2001年8月13日掲載
Charlie Pership      and the Jazz Statesmen
Bethlehem原盤     1960年4月録音

 マレーシアでは、海外からの引越荷物は税関で必ず詳細な中身の検査を受けます。僕は船便でCDを約1,500枚持ってきたのですが、税関検査で抜き取られるのが恐くて、検査に立ち会ったのです。多数のCDに対して販売目的との疑いをかけられないかと思っていたのですが、数枚抜き取っては中身がDVD等の映像物ではないことを確認しただけでした。その時税関検査官が抜き取った1枚が、この作品です。

 1950年代の数々の名盤に参加してきたパーシップが、笑みを浮かべながらポーズを決めているジャケットが、印象的でした。数々のセッションで活躍していた彼が、1950年代後半には「ジャズ・ステイツメン」というコンボを率いていたのは、あまり知られていないのでは。

 フレディ・ハバード(tp),マーカス・ベルグレイブ(tp),ローランド・アレキサンダー(ts),ロニー・マシューズ(p),ロン・カーター(b)という、当時ジャズ界に登場し始めたばかりの若手を集めてのレコーディングです。

20010813

 チャーリー・パーシップはジュリアード音楽院で学理を学んだそうだ。そしてこの作品のプロデューサーは、テディ・チャールスだ。この2点から想像し得ることは、何か新しいことをやってやろうとする流れ。大概ジャズの場合、失敗することが多いよね。

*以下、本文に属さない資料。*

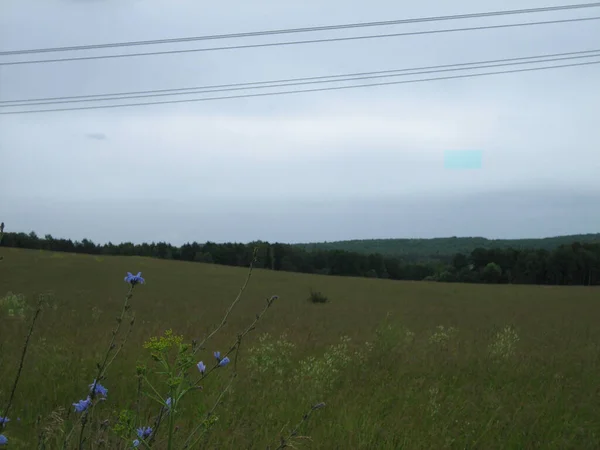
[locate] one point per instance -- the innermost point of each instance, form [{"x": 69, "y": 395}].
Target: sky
[{"x": 321, "y": 166}]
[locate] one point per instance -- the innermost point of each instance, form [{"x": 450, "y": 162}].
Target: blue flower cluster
[{"x": 143, "y": 433}]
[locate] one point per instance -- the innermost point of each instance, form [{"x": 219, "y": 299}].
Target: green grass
[
  {"x": 399, "y": 381},
  {"x": 448, "y": 246}
]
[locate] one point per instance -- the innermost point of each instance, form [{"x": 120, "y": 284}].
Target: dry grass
[{"x": 398, "y": 382}]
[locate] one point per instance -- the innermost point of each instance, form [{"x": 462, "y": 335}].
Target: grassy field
[{"x": 514, "y": 367}]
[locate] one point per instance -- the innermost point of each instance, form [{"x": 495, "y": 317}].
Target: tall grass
[{"x": 399, "y": 365}]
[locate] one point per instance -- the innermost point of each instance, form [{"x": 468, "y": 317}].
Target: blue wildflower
[
  {"x": 224, "y": 362},
  {"x": 82, "y": 405},
  {"x": 99, "y": 390},
  {"x": 144, "y": 432},
  {"x": 134, "y": 279}
]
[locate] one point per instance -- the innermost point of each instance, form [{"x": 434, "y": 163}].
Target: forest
[{"x": 573, "y": 263}]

 でもこの盤、そんな心配はご無用。目玉は10分近くの「チャンプ」なのだが、確かに組曲にしておりますが、ジャズの熱さがバッチリでていますよ。パーシップのソロも堪能出来ますしね。アレキサンダーのテナーを筆頭に若手も魅力爆発させていますのも、この作品の魅力。楽しく乗れる「ライト・ダウン・フロント」で、若手の勢いが飛び散っています。通関検査で盗られなくてよかったとの思いになった作品です。